Machine learning challenges in a used car sales companies like Spinny.

Gundeep Singh
5 min readMay 18, 2021
Photo by Samuele Errico Piccarini on Unsplash

If you have ever bought or sold a used car, then you know how hard is it to figure out the right price for the vehicle. The same problem is faced thousands of times a day in companies like Spinny.com, Cars24.com, Shift.com etc. The whole business of such companies is buying and selling pre-owned cars. Each one of them have their own pros, cons and unique selling propositions.

Predicting a used car price is one thing, however, predicting it on a scale of thousands of cars is a game of whole another level.

I was the first Data Scientist hire in Spinny in September 2019, and had a chance to work on such problem from ground up. Most of the business operations depended heavily on manual expertise and estimates of domain experts. This was becoming the bottleneck of the company and had to be automated as much as possible for faster and efficient operations.

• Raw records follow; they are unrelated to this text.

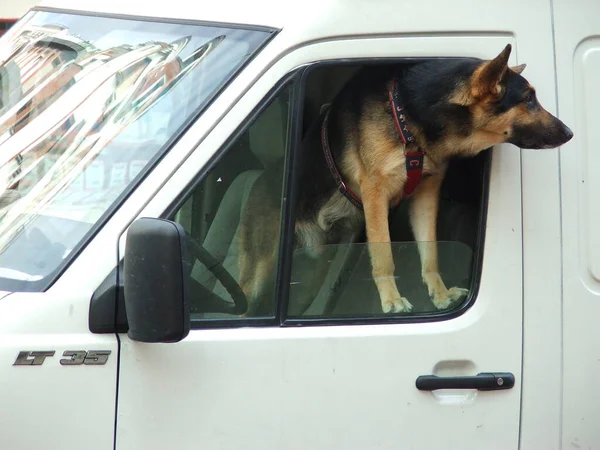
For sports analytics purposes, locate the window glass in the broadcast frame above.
[287,65,489,320]
[172,82,291,321]
[0,12,269,291]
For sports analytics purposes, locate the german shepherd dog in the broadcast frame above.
[239,44,573,316]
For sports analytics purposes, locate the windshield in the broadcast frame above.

A Glance at the complexity of Business Operations

“Tip of an Iceberg”, Photo by Jonathan Cooper on Unsplash

A huge amount of structured, but fragmented data was available throughout the companies’ google sheets. Some had a list of brands, models, variants with ex-show room prices. Some had a list of most searched vehicles on the website, or the list of details of cars sold and the prices at which they were bought, the repair cost etc.

Simple Automation

First step for such an automation was to semi-automate the things using the sheets. So each brand was assigned a deterioration rate per year or per 1000 kilometers. For example, say a Maruti Suzuki high end car’s price will decrease INR 50,000 every 50,000 kilometers and say another INR 50,000 for every year passed since its production year. In such way, very detailed breakpoints were created in google sheets to find out the price of a car, given its make, model, variant and other conditions. While calculating these prices, costs like the repair cost and the ownership transfer cost also had to be considered depending on the class & price of car.

Other factors

If Hyundai announces to launch a new i20 car next month, do you think the price of the second hand i20 cars will not be affected? The news from the car makers impact the demand, supply and the price game, of this industry in the real time.

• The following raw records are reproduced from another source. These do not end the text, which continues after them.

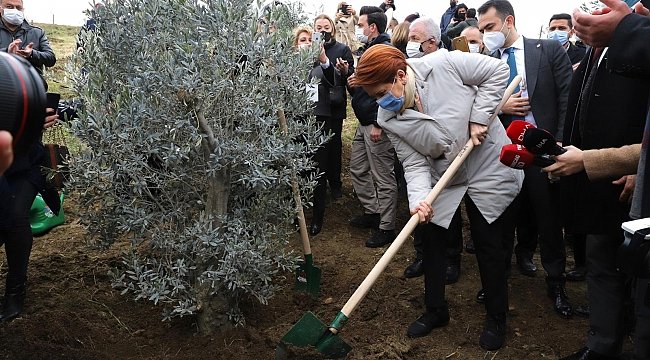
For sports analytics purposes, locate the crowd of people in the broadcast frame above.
[0,0,650,360]
[295,0,650,359]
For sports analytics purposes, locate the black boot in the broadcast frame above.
[0,285,25,322]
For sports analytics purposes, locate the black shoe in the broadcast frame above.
[566,266,587,281]
[517,255,537,277]
[560,348,620,360]
[547,284,573,318]
[445,263,460,285]
[404,258,424,279]
[478,314,506,351]
[476,289,485,304]
[350,214,379,229]
[366,229,395,248]
[465,239,476,254]
[406,305,449,338]
[573,305,591,317]
[309,220,323,236]
[330,188,343,200]
[0,285,25,322]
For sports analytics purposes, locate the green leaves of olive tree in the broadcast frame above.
[70,0,324,323]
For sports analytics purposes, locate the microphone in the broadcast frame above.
[523,128,566,156]
[499,144,555,169]
[506,120,535,145]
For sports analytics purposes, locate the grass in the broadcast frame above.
[35,24,79,99]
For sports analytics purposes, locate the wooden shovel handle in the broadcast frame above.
[278,109,311,255]
[330,75,521,320]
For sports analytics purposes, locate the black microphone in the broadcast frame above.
[523,128,566,156]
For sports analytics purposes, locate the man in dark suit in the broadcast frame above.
[478,0,573,317]
[548,13,587,70]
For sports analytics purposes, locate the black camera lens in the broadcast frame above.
[0,52,45,154]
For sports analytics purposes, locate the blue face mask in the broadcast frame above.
[377,78,404,112]
[548,30,569,45]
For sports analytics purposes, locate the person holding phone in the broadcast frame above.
[334,1,361,49]
[309,14,354,236]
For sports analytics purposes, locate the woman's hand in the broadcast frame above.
[469,122,487,146]
[542,146,585,177]
[43,108,59,129]
[318,42,327,64]
[411,201,433,224]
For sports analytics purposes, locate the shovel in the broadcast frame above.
[278,109,321,297]
[275,75,521,359]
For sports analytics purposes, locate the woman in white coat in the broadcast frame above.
[353,45,523,350]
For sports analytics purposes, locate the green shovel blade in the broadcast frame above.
[281,312,352,359]
[296,254,321,297]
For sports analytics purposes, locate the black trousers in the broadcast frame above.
[413,206,463,265]
[416,198,513,315]
[325,118,343,193]
[313,116,343,221]
[0,176,38,291]
[511,167,566,283]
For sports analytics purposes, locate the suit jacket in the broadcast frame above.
[564,48,650,234]
[566,42,587,65]
[492,38,573,141]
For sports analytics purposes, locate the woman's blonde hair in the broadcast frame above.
[354,44,416,113]
[314,14,336,39]
[293,25,314,47]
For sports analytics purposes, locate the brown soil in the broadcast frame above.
[0,142,587,360]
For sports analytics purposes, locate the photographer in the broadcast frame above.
[0,0,56,90]
[0,108,60,322]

Off-course, there is no defined path of solving such a deep machine learning problem that from outside might look like a tip of the iceberg. And you always have to double check the machine predictions with the human intelligence as the ticket size is high and the ticket volume is comparatively low unlike online ad-bids.

While at a glance, it might seem like that the company buys the car a price and sells it at a higher price, the real picture is much more complex. The demand of cars is dynamic. The company just can’t buy a car say 2002 Mitsubishi Lancer that’s available for peanuts if there is no demand for such a car. A car will after-all require a space in a garage. Over time, a stale car adds up to the operation price. So only the cars in-demand can be bought so that the turn-around-time is less and operation cost can be minimized. Moreover, the cars for sale are purchased from multiple streams ranging from owner selling cars directly to company, to purchasing from online public listings, to buying thru online bidding systems like that of Cars24 or Olx cars, completing with other bidders. And if that complexity is not enough, think of a case where the company has to buy a car not for sale but just for listing on the website to display variety on the website or just think of the unexpected delays in car handover, repairs, documents processing etc.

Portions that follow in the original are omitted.